A perte de vue (douze mètre) le regard se heurtait toujours à
la muraille pressée des roseaux, des joncs, des iris, et des
prêles qui dessinaient capricieusement les caps et les golfes
de cette mer intérieure. A la surface flottaient des archipels
de mousses dorées, de nymphéas et de lentilles d'eau,
et dans les parties libres, bras de mer et lagunes, les eaux d'une transparence
idéale révélaient la tapisserie des fonds sous-marins
traversés d'algues et de poursuites. Une grosse souche, culbutée
depuis vingt années dans un creux, servait d'île déserte
à une grenouille robinsonne, large comme la main, vert bouteille,
avec un oeil cerclé d'or, comme le O d'un vieux missel. Elle
ne se donnait même plus la peine de plonger quand apparaissait
le visiteur.
Le long des rives, les demoiselles au vol lent et ouaté posaient
et reposaient sur les roseaux des touches éphémères,
grenat, vieil or, bleu électrique ou vert émeraude. Puis,
atterrissant tout de bon sur quelque roseau courbe, elles ouvraient
et refermaient précautionneusement leurs ailes en cellophane
de couleur. De temps à autre un flirt s'esquissait. Le mâle
papillonnait, faisait du sur-place à côté de sa
belle, puis des couples se formaient parmi les carex : et les corps
minces dessinaient d'étranges entrelacs.
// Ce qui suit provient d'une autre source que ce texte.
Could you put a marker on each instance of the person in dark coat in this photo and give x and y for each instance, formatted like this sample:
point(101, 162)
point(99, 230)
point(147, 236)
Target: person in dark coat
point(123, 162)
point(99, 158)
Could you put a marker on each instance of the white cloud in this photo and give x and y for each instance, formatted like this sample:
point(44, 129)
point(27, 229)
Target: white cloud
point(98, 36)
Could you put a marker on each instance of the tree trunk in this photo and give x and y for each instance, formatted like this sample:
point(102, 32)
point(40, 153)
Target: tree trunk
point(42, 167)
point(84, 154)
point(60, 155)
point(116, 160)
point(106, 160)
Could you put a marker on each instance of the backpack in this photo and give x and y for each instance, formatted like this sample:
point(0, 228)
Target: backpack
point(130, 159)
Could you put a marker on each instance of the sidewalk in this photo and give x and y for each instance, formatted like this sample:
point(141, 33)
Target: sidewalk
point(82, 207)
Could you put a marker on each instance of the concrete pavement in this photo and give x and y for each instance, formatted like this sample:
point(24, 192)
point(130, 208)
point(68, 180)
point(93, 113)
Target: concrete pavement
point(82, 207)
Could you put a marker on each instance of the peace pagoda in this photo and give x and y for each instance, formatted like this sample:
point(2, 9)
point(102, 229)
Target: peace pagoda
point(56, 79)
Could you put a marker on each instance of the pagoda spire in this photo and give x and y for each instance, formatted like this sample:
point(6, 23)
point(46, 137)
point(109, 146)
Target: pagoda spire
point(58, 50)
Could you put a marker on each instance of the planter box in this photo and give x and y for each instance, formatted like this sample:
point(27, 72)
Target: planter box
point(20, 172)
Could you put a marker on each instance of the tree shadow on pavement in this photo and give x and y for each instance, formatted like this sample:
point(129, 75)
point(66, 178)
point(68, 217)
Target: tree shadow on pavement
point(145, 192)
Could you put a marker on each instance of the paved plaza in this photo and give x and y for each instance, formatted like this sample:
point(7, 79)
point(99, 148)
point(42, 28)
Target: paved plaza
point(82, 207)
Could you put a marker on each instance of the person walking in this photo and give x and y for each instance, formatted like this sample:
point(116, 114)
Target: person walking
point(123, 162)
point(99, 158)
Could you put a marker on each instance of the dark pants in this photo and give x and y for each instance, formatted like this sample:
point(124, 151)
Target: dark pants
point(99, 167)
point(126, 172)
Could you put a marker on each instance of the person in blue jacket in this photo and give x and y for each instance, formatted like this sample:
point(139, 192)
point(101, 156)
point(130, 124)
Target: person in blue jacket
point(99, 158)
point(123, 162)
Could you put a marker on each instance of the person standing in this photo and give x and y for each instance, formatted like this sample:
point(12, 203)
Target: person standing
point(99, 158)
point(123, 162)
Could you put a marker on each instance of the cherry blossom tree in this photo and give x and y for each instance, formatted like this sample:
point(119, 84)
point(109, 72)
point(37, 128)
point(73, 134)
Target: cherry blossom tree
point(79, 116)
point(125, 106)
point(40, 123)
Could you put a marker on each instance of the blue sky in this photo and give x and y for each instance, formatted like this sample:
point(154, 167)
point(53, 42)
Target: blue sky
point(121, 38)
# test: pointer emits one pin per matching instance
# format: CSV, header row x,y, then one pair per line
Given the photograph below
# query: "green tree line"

Parfois, de super-libellules
à réaction, sous la forme de grosses AEschnes bleues,
ou d'Ajax, venaient inspecter en trombe les limites de leur réserve,
se heurtaient en plein vol avec fracas, puis après quelques passes
d'armes grésillantes fonçaient vers d'autres azimuts.
Ou bien la femelle venait s'abattre parmi les tiges flottantes, à
la base des roseaux, et se mettait à pondre, solidement amarrée
des six pattes et le corps en arc de cercle. Le croc recourbé
qu'elle portait à l'extrémité de l'abdomen servait
à la fois de tarière et de pondoir. Il tâtonnait,
forait les tissus de la plante, puis celle-ci bien transpercée,
se fendait en deux et laissait échapper un oeuf qui demeurait
collé sur sa pointe tandis que l'oviscapte se retirait.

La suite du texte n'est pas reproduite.